The booing was getting louder, and thank goodness. I tried to look the audience over, but I’m short for my age, and the Christmas lights gave only a dull amber glow that made it hard to see.

I grabbed J.Lo’s arm and led him through the crowd toward the stage. It was slow going, and we got a lot of dirty looks. I scanned the faces and almost thought I saw Mom a couple times, but each time I was wrong.

For a while it seemed perfectly quiet. All I could hear was my own heart echoing in my ears. I guess the last two minutes of the redhead’s speech just turned into a stampede of swear words, so it’s just as well.

Then suddenly I found her.

Redhead left the podium and stepped down, and my mom took his place. She was holding up her hands and nodding at the people who still jeered him, and she glowed like an absolute candle in the stage lights.

“I know, I know,” she was saying. “You have every right. Just like he has the right, right? You don’t have to like what he says, but letting him say it makes us Americans, and treating people the way we’d like to be treated makes us human, doesn’t it? That’s how I was raised, anyway.”

I watched in awe as the boos stopped and people even started nodding their heads, shouting, “That’s right,” if you can believe it.

“Now, I think we should take this chance to talk about everything we’ve heard from our speakers tonight.

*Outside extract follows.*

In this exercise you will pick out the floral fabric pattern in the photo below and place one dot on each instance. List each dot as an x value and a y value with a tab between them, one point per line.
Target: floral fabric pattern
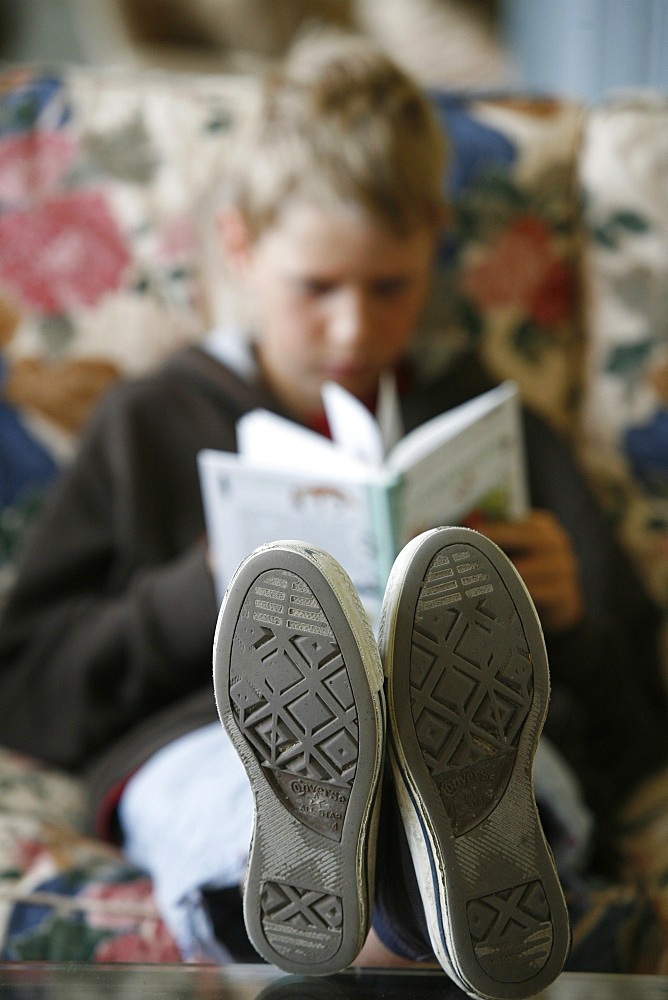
624	162
63	896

Does anyone want to take the podium?” Mom said as her eyes swept the room. “Let’s see some hands,” she said, and hands went up. “Who wants to—good, a lot of us. Um…why don’t we star—”

Then her face shined right on me, and the word she’d been saying was cut short. She was beaming, and everyone turned to look at me. Some of the people in the crowd must have understood who I was, because they were beaming, too.